Klingbeil'in açıklamaları, ticaret anlaşmazlığında AB'nin birliğinin sürekli tehdit altında olduğunu gösteriyor. Bakanlar ve hükümet başkanları Brüksel'deyken birlik içinde hareket edebilirler. Ancak, iç siyasi nedenlerle, genellikle kendi ülkelerindeki kitlelerin önünde kendilerini AB başkentindekinden farklı ifade ederler.
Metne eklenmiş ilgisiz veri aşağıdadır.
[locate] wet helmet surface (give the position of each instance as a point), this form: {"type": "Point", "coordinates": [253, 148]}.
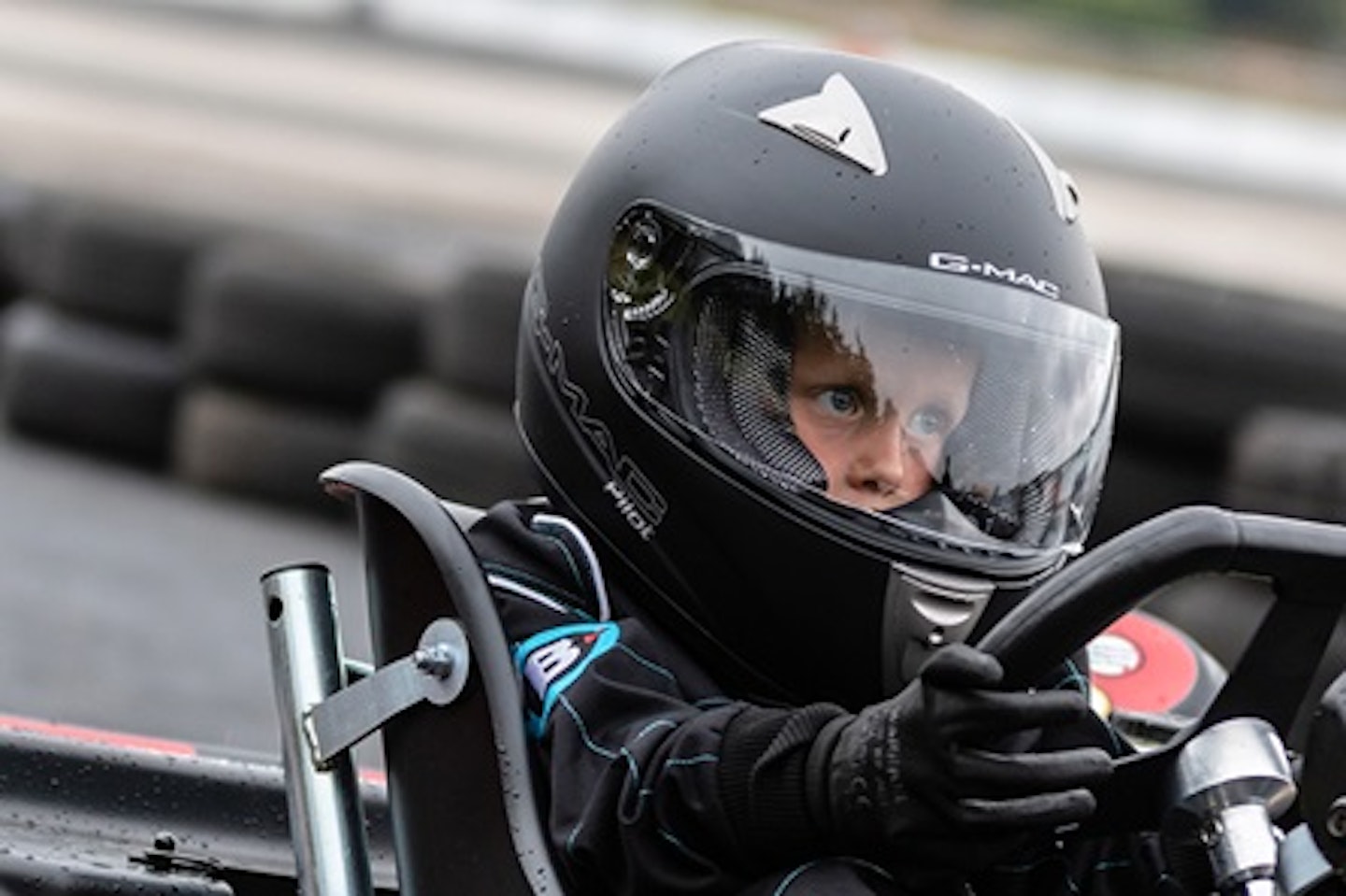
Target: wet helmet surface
{"type": "Point", "coordinates": [819, 348]}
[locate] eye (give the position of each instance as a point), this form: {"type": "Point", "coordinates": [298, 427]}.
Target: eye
{"type": "Point", "coordinates": [838, 401]}
{"type": "Point", "coordinates": [930, 421]}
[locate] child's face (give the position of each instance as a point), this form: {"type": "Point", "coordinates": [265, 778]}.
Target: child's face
{"type": "Point", "coordinates": [877, 418]}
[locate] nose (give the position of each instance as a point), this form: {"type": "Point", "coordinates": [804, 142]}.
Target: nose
{"type": "Point", "coordinates": [884, 470]}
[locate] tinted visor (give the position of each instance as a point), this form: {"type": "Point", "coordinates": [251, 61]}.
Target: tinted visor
{"type": "Point", "coordinates": [948, 404]}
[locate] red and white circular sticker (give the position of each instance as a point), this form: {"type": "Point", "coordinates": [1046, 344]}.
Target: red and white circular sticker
{"type": "Point", "coordinates": [1143, 665]}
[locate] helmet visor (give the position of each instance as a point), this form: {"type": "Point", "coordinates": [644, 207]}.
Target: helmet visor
{"type": "Point", "coordinates": [948, 404]}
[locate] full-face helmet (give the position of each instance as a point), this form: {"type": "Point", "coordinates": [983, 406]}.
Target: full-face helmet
{"type": "Point", "coordinates": [819, 348]}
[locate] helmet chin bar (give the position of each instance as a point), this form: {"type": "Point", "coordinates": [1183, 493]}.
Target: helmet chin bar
{"type": "Point", "coordinates": [923, 611]}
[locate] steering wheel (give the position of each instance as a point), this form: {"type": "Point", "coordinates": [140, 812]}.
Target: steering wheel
{"type": "Point", "coordinates": [1273, 679]}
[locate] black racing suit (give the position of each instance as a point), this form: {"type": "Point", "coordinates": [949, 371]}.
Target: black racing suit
{"type": "Point", "coordinates": [657, 782]}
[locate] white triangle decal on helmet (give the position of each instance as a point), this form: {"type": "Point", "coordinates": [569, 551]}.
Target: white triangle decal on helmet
{"type": "Point", "coordinates": [835, 120]}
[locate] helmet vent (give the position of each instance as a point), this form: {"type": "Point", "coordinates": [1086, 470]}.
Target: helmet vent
{"type": "Point", "coordinates": [834, 120]}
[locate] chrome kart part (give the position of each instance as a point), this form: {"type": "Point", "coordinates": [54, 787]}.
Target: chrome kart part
{"type": "Point", "coordinates": [326, 818]}
{"type": "Point", "coordinates": [1229, 785]}
{"type": "Point", "coordinates": [435, 673]}
{"type": "Point", "coordinates": [1278, 676]}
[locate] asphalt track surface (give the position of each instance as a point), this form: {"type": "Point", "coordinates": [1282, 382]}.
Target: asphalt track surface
{"type": "Point", "coordinates": [129, 602]}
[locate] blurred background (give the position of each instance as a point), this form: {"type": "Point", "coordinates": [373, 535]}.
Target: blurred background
{"type": "Point", "coordinates": [244, 240]}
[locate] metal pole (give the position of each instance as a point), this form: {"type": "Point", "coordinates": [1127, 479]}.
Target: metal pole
{"type": "Point", "coordinates": [326, 818]}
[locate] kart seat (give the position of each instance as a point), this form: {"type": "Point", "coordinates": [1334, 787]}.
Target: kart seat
{"type": "Point", "coordinates": [464, 813]}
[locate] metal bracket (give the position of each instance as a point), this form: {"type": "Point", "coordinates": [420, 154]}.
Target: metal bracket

Klingbeil bir Sosyal Demokrat. Geleneksel İşçi Partisi'nin bir temsilcisi olarak, özellikle AB'den gelen çelik ve alüminyumun ABD'de çok yüksek gümrük vergilerine tabi olmaya devam etmesinden rahatsız. Bu sektörlerdeki işçiler hâlâ sosyal demokrasinin temeli. Klingbeil, görünüşe göre onları terk ettiği izlenimini yaratmaktan kaçınmak istiyordu.